Hearing loss from noise is permanent but preventable
Your child or grandchild’s first words. The meadowlark’s song. Your spouse saying, “I love you.”
The thought of missing out on these sounds is heartbreaking. If the sound you’re not hearing is a cry for help, a honking horn, or a smoke detector, the results could be dangerous or even deadly.
Farming is a noisy business. According to the Great Plains Center for Agricultural Health (GPCAH), hearing loss from noise exposure is common among agricultural workers. It usually occurs gradually over the span of several years and may not be noticed until it’s a serious problem.
Grain dryers, tractors, combines, livestock, chain saws and other saws, and firearms are the top culprits when it comes to hazardous noise on the farm.
How Loud Is Too Loud?
The short answer is if you have to raise your voice to be heard by someone 3 feet away, the environment is too loud. If a noise causes ringing in your ears or a temporary reduction in hearing, it’s too loud.
The specific answer is that any sound level over 85 decibels or prolonged exposure to sounds over 80 decibels can cause hearing loss, according to GPCAH.
The average level for a push mower or ATV is 90 decibels; enclosed tractor cab or grain auger, 92; air compressor, 95; shop vacuum, 97; pigs squealing, 100; pressure washer, 102; tractor with no cab, 105; metal grinder, 110; and chain saw, 115.
The best way to be sure of a sound level is to measure it. While sound meters are expensive, several free decibel meter apps are available for smartphones.
Fortunately, there are ways to protect your hearing even when you have to be in noisy environments.
Your first line of defense is to reduce the noise around you whenever possible. Ask about sound levels when buying new equipment, keep machinery in good working order so it runs quieter, and use tractors with enclosed cabs whenever possible. It’s also good practice to limit the amount of time spent in noisier situations, because the longer the exposure, the more damage that occurs.
There’s no way to completely eliminate damaging noise levels. Choosing the correct personal protective equipment (PPE) can help reduce exposure and save your hearing.
When shopping for PPE, check the noise reduction rating (NRR) and choose the option with the highest number, generally between 0 and 35. The overall decibels are reduced by the NRR when PPE is worn correctly.

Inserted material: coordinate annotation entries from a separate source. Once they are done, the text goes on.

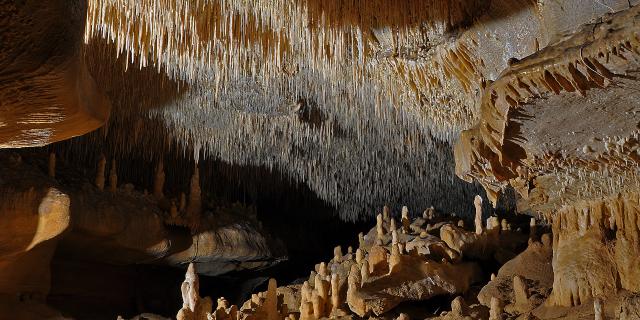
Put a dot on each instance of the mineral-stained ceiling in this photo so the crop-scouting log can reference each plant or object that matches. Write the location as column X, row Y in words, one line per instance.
column 322, row 105
column 361, row 101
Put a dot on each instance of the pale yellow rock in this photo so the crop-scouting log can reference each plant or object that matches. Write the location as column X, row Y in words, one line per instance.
column 477, row 202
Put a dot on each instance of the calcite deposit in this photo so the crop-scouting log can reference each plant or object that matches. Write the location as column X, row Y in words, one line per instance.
column 209, row 159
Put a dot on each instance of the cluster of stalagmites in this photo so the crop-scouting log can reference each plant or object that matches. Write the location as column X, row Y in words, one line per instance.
column 184, row 210
column 401, row 262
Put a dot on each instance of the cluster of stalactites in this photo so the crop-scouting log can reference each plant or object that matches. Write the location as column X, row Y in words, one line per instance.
column 254, row 72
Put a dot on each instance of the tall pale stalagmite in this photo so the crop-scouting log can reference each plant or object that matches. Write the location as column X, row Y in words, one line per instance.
column 158, row 181
column 52, row 164
column 113, row 177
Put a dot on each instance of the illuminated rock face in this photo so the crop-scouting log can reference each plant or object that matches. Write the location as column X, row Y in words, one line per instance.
column 359, row 100
column 46, row 91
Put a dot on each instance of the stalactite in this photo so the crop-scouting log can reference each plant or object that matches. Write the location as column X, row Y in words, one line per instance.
column 113, row 177
column 99, row 181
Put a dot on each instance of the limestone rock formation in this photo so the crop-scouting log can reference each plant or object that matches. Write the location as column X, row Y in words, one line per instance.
column 46, row 90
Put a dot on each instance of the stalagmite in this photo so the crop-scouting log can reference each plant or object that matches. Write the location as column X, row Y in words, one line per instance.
column 305, row 292
column 312, row 278
column 194, row 206
column 406, row 222
column 493, row 224
column 504, row 225
column 364, row 271
column 190, row 289
column 532, row 227
column 173, row 210
column 335, row 294
column 495, row 310
column 457, row 306
column 158, row 181
column 322, row 288
column 359, row 256
column 597, row 309
column 403, row 316
column 323, row 271
column 337, row 254
column 307, row 311
column 394, row 258
column 379, row 226
column 520, row 293
column 113, row 177
column 318, row 305
column 100, row 173
column 477, row 202
column 52, row 165
column 182, row 204
column 271, row 301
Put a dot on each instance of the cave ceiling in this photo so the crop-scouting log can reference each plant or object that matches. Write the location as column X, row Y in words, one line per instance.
column 361, row 101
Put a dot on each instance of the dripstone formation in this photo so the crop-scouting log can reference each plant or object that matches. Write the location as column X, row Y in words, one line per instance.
column 492, row 148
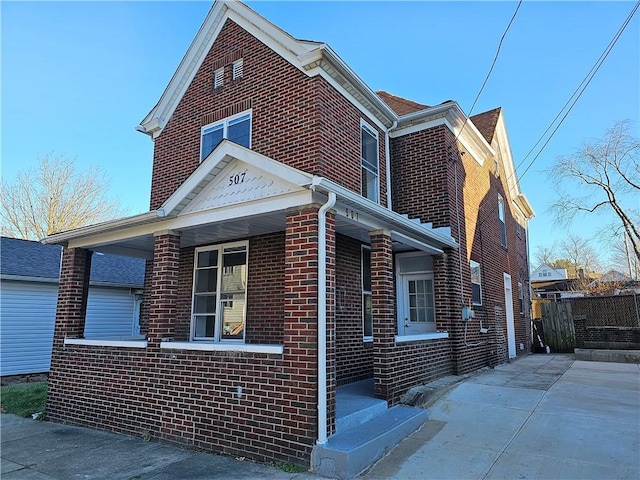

GPCAH says earmuff-style ear coverings offer the best protection and are easiest to use. Expandable ear plugs that roll up and go into the ear canal are the next best option, but they must be inserted correctly to be effective.
Other PPE include premolded or custom-molded earplugs and canal caps, which are earplugs on a band that can hang around the neck when not in use. In extremely loud environments, both earplugs and earmuff-style PPE can be worn for dual protection. Keep in mind that when wearing both, the true NRR is not the sum of the two NRR numbers. Rather, according to the CDC, doubling up adds 5 decibels to the higher NRR.
One reason farmer workers may not want to wear PPE is that they need to be able to communicate and hear warning signals or machinery noises. To avoid overprotection, measure the noise level and avoid PPE that would reduce it to less than 70 decibels. For this reason, it’s a good idea to have multiple PPE options with different NRR.
Remember that the most effective type of hearing protection is the one you have with you when it’s needed, and one you’ll consistently use. Consider purchasing multiple sets of PPE and keeping them in the places where they’re needed most often.
Keep Kids Safe
Because hearing loss from excessive noise is cumulative over time, it’s important to protect children and teenagers and help them form good habits when it comes to noise.
Children learn by example, so if they see their parents wearing PPE in noisy situations, they will be more likely to follow suit. Of course, it’s best for them not to be in those environments if possible.
Young children with hearing loss can suffer setbacks in communication and language development and social skills. Teenagers are at additional risk from listening to loud music for prolonged periods.
Make sure they don’t have the volume too high and encourage them to take frequent breaks.
If you suspect your child has any amount of hearing loss, see a doctor immediately. Again, provide a good example and seek medical attention yourself if you suspect hearing loss.